With any training there's what's called the Three D's: Distance, Distraction and Duration. Each of these variables can make the behavior you're trying to train harder or easier. Duration is irrelevant to us here, and we're going to keep it as short as possible. Distraction is a major impediment so we're going to choose an area that is as free of it as possible, and we're going to control the Distance variable because it's the easiest.

So here's your plan. Start by loading up with very high value treats. Get your leash and your clicker and find a park or similar area that you can watch from a good distance away that is free from other distractions.
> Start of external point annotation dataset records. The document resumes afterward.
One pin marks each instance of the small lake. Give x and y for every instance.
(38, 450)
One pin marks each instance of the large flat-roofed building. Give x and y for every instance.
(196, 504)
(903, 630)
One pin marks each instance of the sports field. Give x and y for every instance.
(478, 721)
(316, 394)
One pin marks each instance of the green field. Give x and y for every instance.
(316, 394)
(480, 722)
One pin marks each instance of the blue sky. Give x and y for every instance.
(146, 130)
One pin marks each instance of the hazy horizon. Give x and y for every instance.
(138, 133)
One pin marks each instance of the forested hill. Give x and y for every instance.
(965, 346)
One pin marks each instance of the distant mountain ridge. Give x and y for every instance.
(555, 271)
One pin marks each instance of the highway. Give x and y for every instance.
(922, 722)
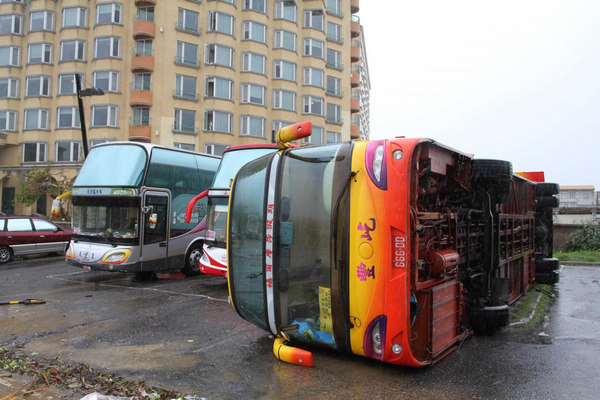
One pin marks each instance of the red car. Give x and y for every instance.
(21, 235)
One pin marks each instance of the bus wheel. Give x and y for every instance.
(192, 260)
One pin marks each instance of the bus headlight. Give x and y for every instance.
(117, 257)
(374, 341)
(375, 160)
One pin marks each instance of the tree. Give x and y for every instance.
(41, 182)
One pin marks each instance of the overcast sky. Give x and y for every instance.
(512, 80)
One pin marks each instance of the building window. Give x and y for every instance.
(66, 84)
(187, 54)
(316, 136)
(41, 21)
(313, 77)
(75, 17)
(253, 94)
(104, 116)
(108, 47)
(8, 121)
(184, 146)
(143, 47)
(108, 13)
(334, 86)
(185, 121)
(284, 100)
(284, 70)
(9, 88)
(187, 20)
(286, 10)
(145, 14)
(218, 121)
(219, 87)
(11, 24)
(255, 31)
(312, 105)
(68, 117)
(36, 119)
(40, 53)
(313, 48)
(37, 86)
(10, 56)
(219, 55)
(334, 32)
(68, 151)
(333, 137)
(334, 113)
(252, 62)
(108, 81)
(219, 22)
(185, 87)
(334, 59)
(216, 149)
(141, 116)
(313, 19)
(284, 40)
(256, 5)
(72, 50)
(34, 152)
(252, 126)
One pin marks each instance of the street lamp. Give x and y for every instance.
(81, 93)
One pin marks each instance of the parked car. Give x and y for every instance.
(21, 235)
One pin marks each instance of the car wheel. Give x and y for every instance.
(5, 254)
(192, 260)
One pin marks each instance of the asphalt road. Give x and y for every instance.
(181, 334)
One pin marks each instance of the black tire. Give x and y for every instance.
(192, 260)
(487, 320)
(547, 278)
(5, 254)
(546, 189)
(547, 202)
(546, 265)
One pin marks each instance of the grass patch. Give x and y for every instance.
(583, 255)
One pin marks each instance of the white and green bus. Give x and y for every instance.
(129, 203)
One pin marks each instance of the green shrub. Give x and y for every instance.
(586, 238)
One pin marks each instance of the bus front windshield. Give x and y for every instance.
(313, 182)
(112, 220)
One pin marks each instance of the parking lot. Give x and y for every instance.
(183, 335)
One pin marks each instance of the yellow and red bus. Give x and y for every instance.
(393, 249)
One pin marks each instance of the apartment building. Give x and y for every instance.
(195, 74)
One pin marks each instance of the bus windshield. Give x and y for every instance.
(312, 183)
(113, 220)
(116, 165)
(232, 161)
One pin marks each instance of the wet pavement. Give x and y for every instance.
(182, 335)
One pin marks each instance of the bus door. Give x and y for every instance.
(155, 211)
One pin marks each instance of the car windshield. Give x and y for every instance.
(113, 220)
(312, 181)
(232, 161)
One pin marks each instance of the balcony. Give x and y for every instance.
(355, 26)
(140, 98)
(140, 133)
(142, 63)
(355, 54)
(144, 29)
(354, 105)
(354, 131)
(355, 79)
(144, 3)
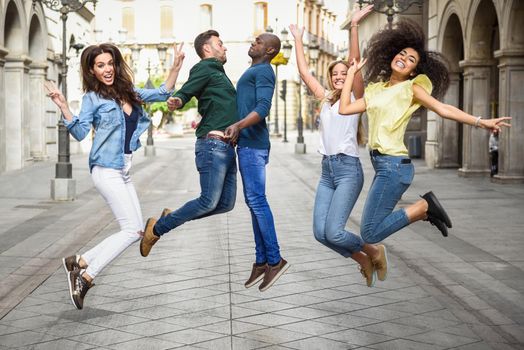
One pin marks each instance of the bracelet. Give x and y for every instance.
(477, 122)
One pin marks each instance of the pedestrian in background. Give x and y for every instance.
(113, 106)
(214, 153)
(404, 77)
(255, 90)
(342, 176)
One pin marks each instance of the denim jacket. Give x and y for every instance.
(107, 117)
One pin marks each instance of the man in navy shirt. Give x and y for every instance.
(254, 93)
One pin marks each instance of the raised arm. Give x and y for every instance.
(453, 113)
(354, 50)
(318, 90)
(346, 107)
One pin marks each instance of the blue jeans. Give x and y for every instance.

Step one is to figure out where your dog's threshold is. Start as far away as you can - shoot for at least 50 yards. Practice a couple of easy tricks like sits or downs so he knows we're training out here and that clickers still mean rewards, even outside. Next, we walk slowly, but normally towards the park and keep an eye on your dog (be careful not to stare at him because you're just going to freak him out, just be aware of what he's doing). We're waiting for him to notice the people. As soon as he orients on the people, click and wait for him to orient to you for a treat. If he looks at you, deliver several treats in a row and go nuts with praise. If he doesn't, you're too close and you need to back up, but this protocol should prevent that from happening. If this goes well, you're going to turn around and repeat several times. Before long, your dog is going to look at the people and then immediately look to you for a treat before you even click - this means he gets it, and that you're now operating UNDER his threshold. You can safely approach a few feet closer and continue. Remember that as you get closer and closer, the stimulus (people in this case) will be competing increasingly harder for your dog's attention, so take small steps. Do this a dozen or so times in a day and then stop. The next time you work, you should start from the same starting position but, if you're progressing, you should get to shorter distances faster. Eventually you'll be two feet away from people and your dog will be like "Whatever, treats already!".
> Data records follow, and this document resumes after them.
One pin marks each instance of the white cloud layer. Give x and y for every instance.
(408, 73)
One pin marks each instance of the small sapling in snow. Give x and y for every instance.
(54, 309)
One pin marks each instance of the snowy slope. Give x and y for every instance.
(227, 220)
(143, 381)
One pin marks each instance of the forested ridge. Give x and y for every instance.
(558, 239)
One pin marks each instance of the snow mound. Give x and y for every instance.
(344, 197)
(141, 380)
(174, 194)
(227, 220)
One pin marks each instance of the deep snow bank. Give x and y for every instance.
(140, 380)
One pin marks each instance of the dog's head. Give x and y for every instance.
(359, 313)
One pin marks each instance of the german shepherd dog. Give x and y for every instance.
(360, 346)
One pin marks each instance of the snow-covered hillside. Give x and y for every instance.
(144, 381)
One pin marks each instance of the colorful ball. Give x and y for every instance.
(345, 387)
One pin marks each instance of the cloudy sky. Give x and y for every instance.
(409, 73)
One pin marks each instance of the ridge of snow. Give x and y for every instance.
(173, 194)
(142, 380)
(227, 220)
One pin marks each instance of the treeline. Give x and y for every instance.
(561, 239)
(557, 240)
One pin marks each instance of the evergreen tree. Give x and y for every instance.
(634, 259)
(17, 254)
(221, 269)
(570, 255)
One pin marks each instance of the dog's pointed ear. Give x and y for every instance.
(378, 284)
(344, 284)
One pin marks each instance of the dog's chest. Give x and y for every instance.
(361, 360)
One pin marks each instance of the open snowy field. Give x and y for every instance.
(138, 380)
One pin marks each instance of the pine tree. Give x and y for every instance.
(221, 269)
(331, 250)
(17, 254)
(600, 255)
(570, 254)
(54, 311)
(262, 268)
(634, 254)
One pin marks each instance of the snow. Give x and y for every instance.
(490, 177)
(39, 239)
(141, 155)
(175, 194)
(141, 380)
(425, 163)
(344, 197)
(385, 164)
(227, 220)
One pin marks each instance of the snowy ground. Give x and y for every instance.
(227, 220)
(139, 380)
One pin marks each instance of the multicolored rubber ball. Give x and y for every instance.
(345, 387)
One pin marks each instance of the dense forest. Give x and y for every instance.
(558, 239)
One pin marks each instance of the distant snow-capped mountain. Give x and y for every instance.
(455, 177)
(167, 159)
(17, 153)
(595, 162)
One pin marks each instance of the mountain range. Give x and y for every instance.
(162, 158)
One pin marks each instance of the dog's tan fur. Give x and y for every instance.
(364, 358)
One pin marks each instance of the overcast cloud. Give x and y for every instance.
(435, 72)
Now as to how and why this works. This is primarily based upon counter-conditioning principles like ALL posted previously. The problem we're dealing with is that we are effectively competing with the environment for our dog's attention constantly. This is always true, but in a case like this, we are consistently losing, so we need to find a way to regain control of the situation. Basically we are reducing the level of stimulus, people, by moving as far away from them as possible. This lowers their value on the distraction scale, and by consistently rewarding our dogs for recognizing and subsequently ignoring the stimulus in question, we're getting the behavior we want. It's okay for our dog to glance at people or squirrels as we walk by. The problem is when they are staring at them or worse. As time goes on, we are not only decreasing the value of that stimulus, but we are also turning it into a behavior chain which results in exactly what we want - focus from our dogs. When I practice this with my dog, I end up walking down a street and every time we pass someone my dog will snap to me as if to say "Did you see what I did there?!" rather than chasing them down to try and greet them.

Good luck! Post if you need more help or have questions.